1. De eigenaar van een bouwwerk, open erf of terrein of degene die uit anderen hoofde bevoegd is tot het daaraan treffen van voorzieningen draagt er zorg voor dat als gevolg van de staat van dat bouwwerk, open erf of terrein geen gevaar voor de gezondheid of veiligheid ontstaat dan wel voortduurt.
2. Een ieder die een bouwwerk bouwt, gebruikt, laat gebruiken of sloopt, dan wel een open erf of terrein gebruikt of laat gebruiken, draagt er, voor zover dat in diens vermogen ligt, zorg voor dat als gevolg van dat bouwen, gebruik of slopen geen gevaar voor de gezondheid of veiligheid ontstaat dan wel voortduurt.
2. Het is verboden een bestaand bouwwerk, open erf of terrein in een staat te brengen, te laten komen of te houden die niet voldoet aan de op de staat van dat bouwwerk, open erf of terrein van toepassing zijnde voorschriften, bedoeld in artikel 2, eerste lid, aanhef en onderdeel b, tweede lid, aanhef en onderdeel a, en vierde lid.
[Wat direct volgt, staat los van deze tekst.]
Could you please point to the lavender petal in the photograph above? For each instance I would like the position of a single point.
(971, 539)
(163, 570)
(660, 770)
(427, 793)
3. Het is verboden een bouwwerk, open erf of terrein in gebruik te nemen, te gebruiken of te laten gebruiken, anders dan in overeenstemming met de op die ingebruikneming of dat gebruik van toepassing zijnde voorschriften, bedoeld in artikel 2, eerste lid, aanhef en onderdeel c, tweede lid, aanhef en onderdeel b, derde en vierde lid.
Artikel 1.1. Begripsbepalingen
1. Voor de toepassing van de bij of krachtens dit besluit gegeven voorschriften wordt voorts verstaan onder:
logiesfunctie: gebruiksfunctie voor het bieden van recreatief verblijf of tijdelijk onderdak aan personen;
3. Voor de toepassing van de bij of krachtens dit besluit gegeven voorschriften wordt voorts verstaan onder:
logiesverblijf: voor een enkel persoon of een afzonderlijke groep personen bestemd gedeelte van een logiesfunctie;
Artikel 6.19. Aansturingsartikel
1. Een bouwwerk heeft zodanige voorzieningen dat brand tijdig kan worden ontdekt zodat veilig kan worden gevlucht.
2. Voor zover voor een gebruiksfunctie in tabel 6.19 voorschriften zijn aangewezen, wordt voor die gebruiksfunctie aan de in het eerste lid gestelde eis voldaan door toepassing van die voorschriften.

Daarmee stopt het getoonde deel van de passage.